If you have real estate assets in your portfolio, rising interest rates should be on your radar. In general, rising rates may mean a lower return for investors using borrowed capital, explains Stephen Thomas, Real Estate Advisory Specialist for Wells Fargo Private Bank.
“Currently, rising rates may have a greater impact on construction than on purchasing existing assets,” Thomas says. “The supply of higher-end property has increased dramatically, and if the rates rise, this trend may slow as developers are forced to do more with less.”
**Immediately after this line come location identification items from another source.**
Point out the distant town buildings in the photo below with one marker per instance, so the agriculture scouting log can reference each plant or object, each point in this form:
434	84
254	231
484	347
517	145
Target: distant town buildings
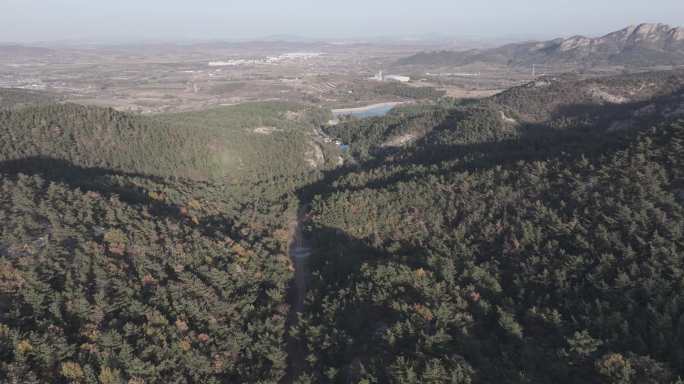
381	77
293	56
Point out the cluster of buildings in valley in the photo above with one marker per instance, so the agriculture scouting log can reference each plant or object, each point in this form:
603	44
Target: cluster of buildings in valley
382	77
285	57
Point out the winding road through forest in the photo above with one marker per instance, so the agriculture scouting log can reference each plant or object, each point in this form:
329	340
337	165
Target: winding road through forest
300	251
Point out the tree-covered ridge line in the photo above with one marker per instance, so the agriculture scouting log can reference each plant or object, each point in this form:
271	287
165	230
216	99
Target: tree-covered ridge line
15	98
108	277
223	143
544	249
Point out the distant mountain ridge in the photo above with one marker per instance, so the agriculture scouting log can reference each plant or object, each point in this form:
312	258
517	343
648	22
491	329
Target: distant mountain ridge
635	46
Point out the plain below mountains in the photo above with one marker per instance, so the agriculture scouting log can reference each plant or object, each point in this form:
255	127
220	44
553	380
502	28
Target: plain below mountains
643	45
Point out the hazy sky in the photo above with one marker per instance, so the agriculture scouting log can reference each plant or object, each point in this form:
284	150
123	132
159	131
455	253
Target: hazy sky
131	20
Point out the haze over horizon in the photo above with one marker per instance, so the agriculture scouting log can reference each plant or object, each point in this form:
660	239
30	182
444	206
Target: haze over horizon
174	20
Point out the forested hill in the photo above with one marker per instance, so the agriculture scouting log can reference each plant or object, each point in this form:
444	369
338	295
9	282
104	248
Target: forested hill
644	45
544	244
250	142
12	98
At the same time, an increase in rates can signify confidence in an improving economy to the Fed, Thomas says. This confidence is likely positive for real estate investors, as increased employment and wages can lead to reduced vacancy and increased rental rates. What does all this mean for the real estate assets in your portfolio? Here, Thomas and Ryan McDowell, Real Estate Advisory Specialist for Wells Fargo Private Bank, outline the key considerations to keep in mind.
Understand the impact
Real estate values are near all-time highs. But McDowell explains that if real estate values get ahead of economic drivers, that can make ownership less obtainable or attractive for commercial tenants and residential users alike. Those concerns can be kept at bay by continued extremely low unemployment, less real estate development, and continued positive GDP growth.
McDowell points out that October’s Wells Fargo U.S. Interest Rate Forecast calls for an increase in the federal funds target rate to 2.5 percent by the end of 2019. “This is still well below the historical average of 4.88 percent since 1954 and is not expected to have a tremendous impact on real estate values in the near term,” he says. But he also adds, “We are mindful that asset prices are unlikely to remain high indefinitely.”
Both short- and long-term investments deserve a close look. “An asset that isn’t viable with a 50-basis-point rate increase may not be the right fit,” explains Thomas. “Even if an investor isn’t using leverage, a 50- to 100-basis-point rate increase could cause a value decrease that may wipe out any near-term appreciation and completely change the dynamics of an investment.”
Take additional preparation steps
Investors can prepare by first reviewing the risk exposure of their current real estate portfolio, says McDowell. Questions to ask include:
- Are the assets in your real estate portfolio consistent with your current investment strategy? (For example: an income strategy but holding non–income producing land.)
- What is your exit strategy for each real estate asset? How would your exit plan be affected by a real estate market downturn?
- How would the current assets in your portfolio perform if a market downturn occurs, and are you satisfied with that outcome?
McDowell reminds investors that Wells Fargo’s Real Estate Asset Management group can help clients analyze and answer these questions and more, and provide strategies and execution that are designed to help improve investment outcomes.
Remember: Location, location, location (and more)
Location is always going to be a primary consideration for real estate investments, Thomas says. He suggests that investors look beyond traditional gateway cities to second-tier cities experiencing population increases. This could mean better returns. Strength of tenants, age of property, quality of construction, and long-term improvements are also key factors in making a sound investment in real estate and increasing future net operating income.